This writing prompt is an incredibly difficult prompt. Naturalism is just not a currently popular genre. I believe a big part of that is due to the fact that people generally like reading things that are happy or at least end happily. Naturalism tends to be quite pessimistic and deterministic; therefore, it is often a depressing read.
Naturalism is closely related to realism, so any modern-day example of naturalism should also be influenced by realism. A key point of naturalism is then that it pushes the realism to show nature as coldly indifferent to mankind. Nature and the universe exist, and man is forced to struggle against their relentless, uncaring onslaught. Furthermore, nature is sometimes shown as a force that is simply waiting for human characters to make that one mistake that will cost them their lives.

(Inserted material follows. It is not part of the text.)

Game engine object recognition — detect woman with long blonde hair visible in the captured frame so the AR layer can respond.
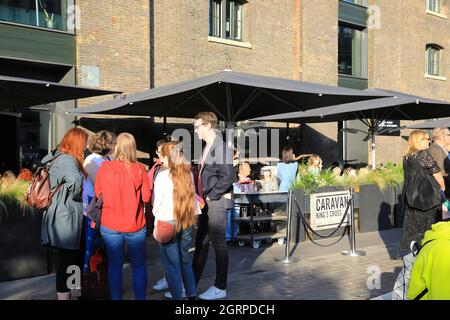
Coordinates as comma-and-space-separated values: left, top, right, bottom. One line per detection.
153, 141, 200, 300
400, 129, 445, 251
95, 132, 150, 300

Readers can easily see these themes in both "The Open Boat" and "To Build a Fire." The men in the boat struggle and struggle for hours on end, hoping against all hope that a break in the weather will allow them to safely get to shore. They take their final risk, and nature casually kills, with no care about how hard the men previously worked. The man in "To Build a Fire" is in a similar situation. He is able to keep nature at bay as long as he can start his fires, but nature deals him the ultimate punishment when his final fire is poorly placed.
The best modern day example that I can think of for displaying elements of naturalism is Andy Weir's book The Martian. It was made into a movie, but the movie doesn't quite convey Mars's onslaught against Mark Watney. The book was heralded as ground breaking because of how Weir wrote with intense realism, despite the genre being science fiction. Weir had Watney working with existing technologies, so that is where the realism comes into play; however, it is the fact that the entire story is about Watney's struggle to survive on an entirely hostile planet that shows readers elements of naturalism. Mars is in wait the entire time for Watney to make a critical mistake like that of the man from "To Build a Fire." Mars is definitely an antagonist in the book, but it is a difficult "bad guy" to hate, because deep down, readers know that Mars doesn't care either way about Watney, his survival efforts, and his desire to survive. That's naturalism.